2. Tinjau ulang maksud dari mengkaji bayi terhadap peningkatan kadar bilirubin (Misalnya, mengobservasi pemucatan kulit diatas tonjolan tulang atau perubahan perilaku), khususnya bila bayi dipulangkan dini,tekankan pemberat. 
Rasional : 
Memungkin kan orang tua mengenali tanda-tanda peningkatan kadar bilirubin dan mencari evaluasi medis tepat waktu. 
3. Diskusikan penatalaksanaan dirumah dari ikterik fisiologis ringan atau sedang termasuk peningkatan pemberian makan langsung pada sinar matahari dengan program tindak lanjut tes serum. 
Rasional : 
Pemahaman orang tua membantu mengembangkan kerjasama mereka bila bayi dupulangkan. Informasi membantu orang tua melaksanakan penatalaksanaan dengan aman dan tepat dan mengenali pentingnya semua aspek program penatalaksanaan. 

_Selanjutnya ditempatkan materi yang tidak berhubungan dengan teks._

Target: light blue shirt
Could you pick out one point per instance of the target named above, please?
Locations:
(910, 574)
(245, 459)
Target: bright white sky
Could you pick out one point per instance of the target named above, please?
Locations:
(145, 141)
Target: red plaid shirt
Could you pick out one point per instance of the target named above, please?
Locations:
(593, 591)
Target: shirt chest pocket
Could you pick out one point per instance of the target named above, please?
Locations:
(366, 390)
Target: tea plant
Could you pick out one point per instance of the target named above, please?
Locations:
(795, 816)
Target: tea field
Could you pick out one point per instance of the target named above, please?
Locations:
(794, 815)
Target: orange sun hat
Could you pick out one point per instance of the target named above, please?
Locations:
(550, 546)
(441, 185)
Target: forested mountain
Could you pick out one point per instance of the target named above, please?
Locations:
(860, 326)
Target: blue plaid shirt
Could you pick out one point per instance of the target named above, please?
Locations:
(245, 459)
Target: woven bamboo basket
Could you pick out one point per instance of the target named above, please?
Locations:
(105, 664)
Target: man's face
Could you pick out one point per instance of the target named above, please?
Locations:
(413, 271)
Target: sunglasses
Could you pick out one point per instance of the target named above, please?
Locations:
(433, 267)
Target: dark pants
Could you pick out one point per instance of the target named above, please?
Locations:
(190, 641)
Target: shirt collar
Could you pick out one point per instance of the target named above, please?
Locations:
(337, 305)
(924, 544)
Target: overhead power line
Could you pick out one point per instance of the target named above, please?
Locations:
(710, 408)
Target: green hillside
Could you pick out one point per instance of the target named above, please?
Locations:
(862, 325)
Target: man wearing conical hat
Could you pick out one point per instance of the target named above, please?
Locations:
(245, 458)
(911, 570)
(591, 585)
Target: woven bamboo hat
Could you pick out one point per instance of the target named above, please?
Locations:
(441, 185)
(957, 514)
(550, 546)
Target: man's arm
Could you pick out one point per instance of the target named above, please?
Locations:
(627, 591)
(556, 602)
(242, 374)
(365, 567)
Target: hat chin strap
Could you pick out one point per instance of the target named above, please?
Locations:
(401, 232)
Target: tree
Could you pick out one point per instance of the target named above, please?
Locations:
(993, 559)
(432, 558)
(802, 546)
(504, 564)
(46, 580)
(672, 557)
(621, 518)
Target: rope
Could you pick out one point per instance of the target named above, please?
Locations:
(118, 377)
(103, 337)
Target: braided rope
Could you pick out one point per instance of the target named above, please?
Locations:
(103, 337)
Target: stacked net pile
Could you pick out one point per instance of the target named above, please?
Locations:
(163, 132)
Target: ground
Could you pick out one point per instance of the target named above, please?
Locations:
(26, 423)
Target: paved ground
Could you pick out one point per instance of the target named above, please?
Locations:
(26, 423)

4. Berikan informasi tantang mempertahankan suplai ASI melalui penggunaan pompa payudara dan tentang kembali menyusui ASI bila ikterik memerlukan pemutusan menyusui. 
Rasional : 
Membantu ibu untuk mempertahankan pemahaman pentingnya terapi.Mempertahankan supaya orang tetap mendapatkan informasi tentang keadaan bayi, meningkatkan keputusan berdasarkan informasi. 
5. Diskusikan kemungkinan efek-efek jangka panjang dari hiperbilirubin dan kebutuhan terhadap pengkajian lanjut dan intervensi dini. 
Rasional : 
Kerusakan neurologis dihubungkan dengan krepiktus,meliputi kematian, palsiserebral, retardasi mental, kesulitan sensori, perlambatan bicara, dan hipoplasia email atau warna gigi hijau kekuningan. 
Diagnosa IV : Kurang pengetahuan orang tua b/d kurangnya pengalaman orang tua.
Tujuan : Orang tua mengutarakan pemahaman tentang kondisi, efek prosedur dan  
  proses pengobatan.
Kriteria Hasil : 
1. melakukan prosedur yang diperlukan dan menjelaskan alasan dari suatu tindakan.
- memulai perubahan gaya hidup yang diperlukan dan ikut serta dalam regimen perawatan.
Intervensi dan Implementasi:
a. Kaji tingkat pengetahuan klien dan keluarga tentang penyakitnya.
R/ mengetahui seberapa jauh pengalaman dan pengetahuan klien dan keluarga tentang penyakitnya.
b. Berikan penjelasan pada klien tentang penyakitnya dan kondisinya sekarang.
R/ dengan mengetahui penyakit dan kondisinya sekarang, klien dan keluarganya akan merasa tenang dan mengurangi rasa cemas.
c. Anjurkan klien dan keluarga untuk memperhatikan diet makanan nya.
R/ diet dan pola makan yang tepat membantu proses penyembuhan.
d. Minta klien dan keluarga mengulangi kembali tentang materi yang telah diberikan.
R/ mengetahui seberapa jauh pemahaman klien dan keluarga serta menilai keberhasilan dari tindakan yang dilakukan.


D. IMPLEMENTASI
 Implementasi dilaksanakan sesuai dengan rencana intervensi yang telah disusun.

E. EVALUASI
 Tujuan tercapai, tindakan dihentikan.